Before giving guidance on how to construct the rules for creating a firewall, one would want to make sure that the firewall itself is fully understood. A few things to discuss is that the firewall, “by default denies everything, even if there are no rules” and one must “create rules that ALLOW communication through the Firewall, versus denying traffic (Checkpoint, N.d.)”. There will many more rules created in blocking intrusion versus allowing traffic flow in to the organization. A few areas to be discussed: “Rule number, Source (IP address), Destination (IP address), Service (TCP/IP), Action and Track” (McCubbrey, S. 2014).
A few things to point out about the rules are all the headers with the firewall rule builder. “Rule number or sequence number” is very important to understand. This rule is just like it sounds as flow will come in and out in sequential order. A few rules of to take note with sequential order is the flow of how the process will work. An example of how this works would be using this email flow; “Gmail additional categories include Sends Mail, Transmits Personal or Enterprise Information, and Instant Chat. If rule 3 allows Gmail and rule 4 blocks applications with the Instant Chat additional category, Gmail will be allowed based on rule 3 (Managing, N.d.)”. It literally will go in order, and the order is very important when creating rules within the firewall.
Source is the “where the traffic originates from” (Managing, N.d.). To explain this term to be more clear the source is usually set to “any” but with setting up a rule for filtering traffic, the source must be set up appropriately. A few things to keep in mind for “anti-spoofing” would be to set the source to “firewall and net 192.168.1.0” (Firewallbuilding, N.d.). “It denies all packets coming through the outside interface with source address claiming to be that of the firewall itself or internal network it protects. This rule utilizes interface and direction matching in addition to the source address (FirewallBuilder, N.d.)”. The same rule will also be applied with destination.
Destination is basically “choosing the destination for the traffic. The default is the Internet, which includes all traffic with the destination of DMZ or external (Managing, N.d.)”. When working with IP addresses, a quick tip is that you can also “exclude” specific IP address, if they are known offenders. An example of this is “the rule matches any destination address except addresses within the private address space” (FirewallBuilder, N.d.). The rule would be specified by adding a specific IP Address in that field.

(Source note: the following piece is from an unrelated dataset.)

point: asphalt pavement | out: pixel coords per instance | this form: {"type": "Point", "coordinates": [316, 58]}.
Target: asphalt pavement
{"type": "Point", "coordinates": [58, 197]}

“Services by default, HTTPS traffic on port 443 and HTTP and HTTPS proxy on port 8080 is inspected. You can include more services and ports in the inspection by adding them to the services list (Managing, N.d.)”. An example of specific traffic coming in that would list a “SSH” service would be allowed by specifically creating a rule just for that field. “A connection from the internal network 192.168.1.0 to the firewall itself using ssh (Services) is allowed. The "Catch all" rule (to be created) will deny all packets that have not been matched by any rule above it. The access policy constructed to allow only specific services and deny everything else, is a good practice (FirewallBuilder, N.d.)”.
Action is how you want to handle that specific rule created. You will create specific rules and if the case actually happens, the action field will “accept or drop” then you can actually “track” the traffic, based on what is created (Managing, N.d.). An example from above was created on whether to accept or drop the action item. Based on created a specific rule and then the “catch all” rule (denying all packets) if not matched, the action field will deny (action). (FirewallBuilder, N.d.).
Tracking is rule specific as well. This field can define “if the traffic is logged or if it triggers other notifications” (Managing, N.d.). For traffic, “this option is useful to get general information on your network. It consolidates logs by session. It shows the initial URL browsed and the number of suppressed logs it includes (Managing, N.d.)”. A rule of thumb, “a good security solution has many layers or components, commonly referred to as 'Defense in Depth'. Regardless of which types of security solutions are being implemented, logging is critical to ensure their implementation is running smoothly as well to keep tabs on what is happening in an environment (Willard, N.d.)”.